These are the assets Anglo American is kicking to the curb
After weeks of speculation, battered mining giant Anglo American (LON:AAL) has finally revealed details of its radical “portfolio restructuring,”announced in December, in response to a global rout in commodity prices that punished the costly mines the company operates around the world.
Anglo’s plans, unveiled at the same time it posted a jaw-dropping $5.6 billion full-year loss in 2015, includes completely exiting the coal sector by selling its remaining operations in Australia, South Africa and Colombia.
The London-listed miner also said it would extract itself, over time, from its iron ore business, including its Kumba unit in South Africa and its Minas-Rio project in Brazil. However, Anglo said it might retain the Brazilian operation for at least three years.
Nickel units, and a minority stake in the Samancor manganese business controlled by South32 (ASX, LON:S32), would also go, the company said.

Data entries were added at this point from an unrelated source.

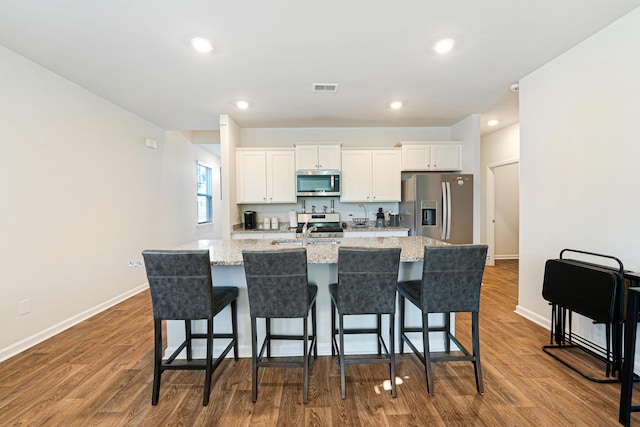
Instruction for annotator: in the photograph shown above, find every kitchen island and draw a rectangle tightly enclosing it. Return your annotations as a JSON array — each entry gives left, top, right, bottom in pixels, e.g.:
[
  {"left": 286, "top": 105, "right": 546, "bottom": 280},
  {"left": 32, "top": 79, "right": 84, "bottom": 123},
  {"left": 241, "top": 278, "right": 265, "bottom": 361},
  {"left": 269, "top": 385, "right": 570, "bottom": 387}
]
[{"left": 166, "top": 236, "right": 453, "bottom": 357}]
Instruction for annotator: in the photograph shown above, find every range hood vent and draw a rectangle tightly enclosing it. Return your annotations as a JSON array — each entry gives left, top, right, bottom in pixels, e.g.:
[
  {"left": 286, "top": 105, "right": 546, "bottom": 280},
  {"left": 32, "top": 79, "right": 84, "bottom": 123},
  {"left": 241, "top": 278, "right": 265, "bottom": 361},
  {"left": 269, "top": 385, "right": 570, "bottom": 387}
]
[{"left": 312, "top": 83, "right": 338, "bottom": 92}]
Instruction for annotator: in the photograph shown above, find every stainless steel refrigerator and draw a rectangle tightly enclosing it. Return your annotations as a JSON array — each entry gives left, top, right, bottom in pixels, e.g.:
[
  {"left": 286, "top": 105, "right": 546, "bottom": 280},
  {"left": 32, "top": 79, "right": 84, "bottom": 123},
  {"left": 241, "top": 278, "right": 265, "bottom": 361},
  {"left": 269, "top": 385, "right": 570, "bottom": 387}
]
[{"left": 400, "top": 173, "right": 473, "bottom": 244}]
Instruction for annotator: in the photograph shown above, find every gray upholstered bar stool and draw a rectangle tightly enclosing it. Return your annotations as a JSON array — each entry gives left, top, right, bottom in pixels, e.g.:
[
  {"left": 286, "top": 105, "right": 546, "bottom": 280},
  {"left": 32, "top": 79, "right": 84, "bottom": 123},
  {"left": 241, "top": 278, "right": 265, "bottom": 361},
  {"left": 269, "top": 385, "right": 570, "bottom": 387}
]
[
  {"left": 242, "top": 248, "right": 318, "bottom": 403},
  {"left": 142, "top": 250, "right": 238, "bottom": 406},
  {"left": 329, "top": 247, "right": 400, "bottom": 399},
  {"left": 398, "top": 245, "right": 487, "bottom": 396}
]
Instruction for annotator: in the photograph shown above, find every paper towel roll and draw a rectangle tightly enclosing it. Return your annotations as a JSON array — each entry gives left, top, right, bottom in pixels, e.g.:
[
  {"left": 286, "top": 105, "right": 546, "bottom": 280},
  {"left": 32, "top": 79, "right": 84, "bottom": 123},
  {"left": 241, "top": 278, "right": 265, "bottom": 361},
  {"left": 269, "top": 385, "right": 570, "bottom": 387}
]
[{"left": 289, "top": 211, "right": 298, "bottom": 228}]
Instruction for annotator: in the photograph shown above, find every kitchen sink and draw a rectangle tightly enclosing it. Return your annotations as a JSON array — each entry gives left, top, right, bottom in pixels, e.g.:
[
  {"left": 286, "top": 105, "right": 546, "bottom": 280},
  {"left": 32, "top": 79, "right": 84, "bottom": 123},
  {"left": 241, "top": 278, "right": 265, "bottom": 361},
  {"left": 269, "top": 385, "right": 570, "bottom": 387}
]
[{"left": 271, "top": 239, "right": 340, "bottom": 246}]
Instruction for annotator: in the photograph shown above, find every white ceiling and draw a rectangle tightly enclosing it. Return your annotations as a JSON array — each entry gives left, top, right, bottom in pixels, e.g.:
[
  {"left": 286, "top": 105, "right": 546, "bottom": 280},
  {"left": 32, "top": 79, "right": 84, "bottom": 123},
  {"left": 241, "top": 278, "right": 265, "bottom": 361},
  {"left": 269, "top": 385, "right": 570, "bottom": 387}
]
[{"left": 0, "top": 0, "right": 640, "bottom": 133}]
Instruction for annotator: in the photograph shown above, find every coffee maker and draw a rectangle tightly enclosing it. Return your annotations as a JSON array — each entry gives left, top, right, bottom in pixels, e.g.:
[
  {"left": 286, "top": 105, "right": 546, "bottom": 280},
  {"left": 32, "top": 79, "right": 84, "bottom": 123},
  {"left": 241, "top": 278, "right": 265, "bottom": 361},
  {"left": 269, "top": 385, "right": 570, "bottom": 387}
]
[{"left": 244, "top": 211, "right": 258, "bottom": 230}]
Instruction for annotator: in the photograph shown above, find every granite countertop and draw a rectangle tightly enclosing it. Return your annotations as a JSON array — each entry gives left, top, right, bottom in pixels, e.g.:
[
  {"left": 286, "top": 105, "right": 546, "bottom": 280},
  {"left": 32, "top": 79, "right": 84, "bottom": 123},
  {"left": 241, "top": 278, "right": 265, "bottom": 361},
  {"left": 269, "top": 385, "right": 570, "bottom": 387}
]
[
  {"left": 176, "top": 236, "right": 448, "bottom": 266},
  {"left": 231, "top": 222, "right": 297, "bottom": 233}
]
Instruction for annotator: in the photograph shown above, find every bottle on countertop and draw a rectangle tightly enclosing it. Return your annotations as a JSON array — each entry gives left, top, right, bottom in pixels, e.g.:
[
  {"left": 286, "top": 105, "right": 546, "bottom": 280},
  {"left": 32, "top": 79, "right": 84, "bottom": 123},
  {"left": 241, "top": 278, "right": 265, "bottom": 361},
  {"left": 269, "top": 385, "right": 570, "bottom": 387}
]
[{"left": 376, "top": 208, "right": 384, "bottom": 227}]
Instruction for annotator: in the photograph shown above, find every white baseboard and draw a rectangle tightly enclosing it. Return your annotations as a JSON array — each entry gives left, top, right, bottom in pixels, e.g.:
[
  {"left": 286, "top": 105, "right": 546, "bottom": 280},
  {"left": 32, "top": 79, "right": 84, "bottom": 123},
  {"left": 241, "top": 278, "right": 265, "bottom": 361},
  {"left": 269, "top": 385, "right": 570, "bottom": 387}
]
[
  {"left": 515, "top": 305, "right": 551, "bottom": 330},
  {"left": 0, "top": 283, "right": 149, "bottom": 362},
  {"left": 493, "top": 254, "right": 520, "bottom": 261}
]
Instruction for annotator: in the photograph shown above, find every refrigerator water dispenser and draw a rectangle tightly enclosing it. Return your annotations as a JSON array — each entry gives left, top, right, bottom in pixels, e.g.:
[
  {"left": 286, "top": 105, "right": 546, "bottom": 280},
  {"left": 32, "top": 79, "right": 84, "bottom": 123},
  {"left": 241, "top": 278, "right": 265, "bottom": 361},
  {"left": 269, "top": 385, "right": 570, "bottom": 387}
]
[{"left": 420, "top": 200, "right": 438, "bottom": 227}]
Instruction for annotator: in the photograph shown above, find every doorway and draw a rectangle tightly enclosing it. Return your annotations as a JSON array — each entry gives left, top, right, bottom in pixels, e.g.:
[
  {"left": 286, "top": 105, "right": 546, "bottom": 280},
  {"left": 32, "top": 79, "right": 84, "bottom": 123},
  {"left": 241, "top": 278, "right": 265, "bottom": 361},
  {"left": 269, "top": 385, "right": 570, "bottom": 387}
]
[{"left": 485, "top": 159, "right": 520, "bottom": 266}]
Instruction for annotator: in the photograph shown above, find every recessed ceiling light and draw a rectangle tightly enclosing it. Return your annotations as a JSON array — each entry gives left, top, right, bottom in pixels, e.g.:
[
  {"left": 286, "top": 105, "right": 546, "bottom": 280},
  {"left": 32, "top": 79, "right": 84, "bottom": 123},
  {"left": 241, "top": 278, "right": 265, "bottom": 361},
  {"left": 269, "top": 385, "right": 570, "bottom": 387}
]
[
  {"left": 191, "top": 37, "right": 213, "bottom": 53},
  {"left": 433, "top": 39, "right": 456, "bottom": 55}
]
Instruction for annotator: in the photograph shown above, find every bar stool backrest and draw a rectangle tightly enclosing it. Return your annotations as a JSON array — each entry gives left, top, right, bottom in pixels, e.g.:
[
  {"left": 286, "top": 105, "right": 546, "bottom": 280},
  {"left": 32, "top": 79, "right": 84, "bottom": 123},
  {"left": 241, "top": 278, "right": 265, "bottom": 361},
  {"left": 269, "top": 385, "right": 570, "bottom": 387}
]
[
  {"left": 422, "top": 245, "right": 487, "bottom": 313},
  {"left": 242, "top": 248, "right": 309, "bottom": 318},
  {"left": 337, "top": 247, "right": 400, "bottom": 314},
  {"left": 142, "top": 249, "right": 213, "bottom": 319}
]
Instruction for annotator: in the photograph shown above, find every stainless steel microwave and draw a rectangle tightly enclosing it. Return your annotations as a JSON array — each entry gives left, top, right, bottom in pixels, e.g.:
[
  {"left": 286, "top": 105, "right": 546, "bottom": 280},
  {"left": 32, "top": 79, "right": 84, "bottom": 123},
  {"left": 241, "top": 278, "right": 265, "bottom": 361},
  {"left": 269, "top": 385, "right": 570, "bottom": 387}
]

Instead, the world's number five diversified miner will focus on its copper, diamonds and platinum businesses.
Anglo is putting its business through the mill — it plans to sell or shut down about 65% of its current activities and drastically reduce staffing and costs.
The company expects to raise between $3 billion and $4 billion this year after completing the sale of these once-prized assets. As a result, Anglo American will end up with barely 16 mines, less than half the 55 it operated by the end of last year, and fewer than the "low 20s" it originally announced.
Chief Executive, Mark Cutifani, admitted that the current challenging environment is not the best scenario for disposing assets. However, he said Anglo already had bids on the table for a number of the mines up for sale.
“While we have accelerated our disposal processes, and given our targeted positive free cash flow and our robust liquidity position, we will take appropriate time to secure value outcomes from the disposal programme,” Cutifani said in statement.
He said the firm is also targeting an additional $1.9 billion of earnings before interest and taxes benefits this year.
Anglo’s $5.6 billion net loss compared with a net loss of $2.5 billion the previous year. The steep decline marks another blow for the miner, which has cut its dividend and taken massive write-downs on big projects, including $5.7 billion in after-tax impairment charges last year.
On Monday, Moody’s Investors Service axed Anglo’s debt rating to junk status, making it the first of the top-five miners to see its credit rating cut to below investment grade.
Anglo American’s shares have tumbled 70% over the past year, making it the worst performer out of the U.K.’s blue chip FTSE 100 index.
The stock was trading slightly down (1.17%) on Tuesday afternoon to 388.45 p. It remains almost 80% below its 2008 peak.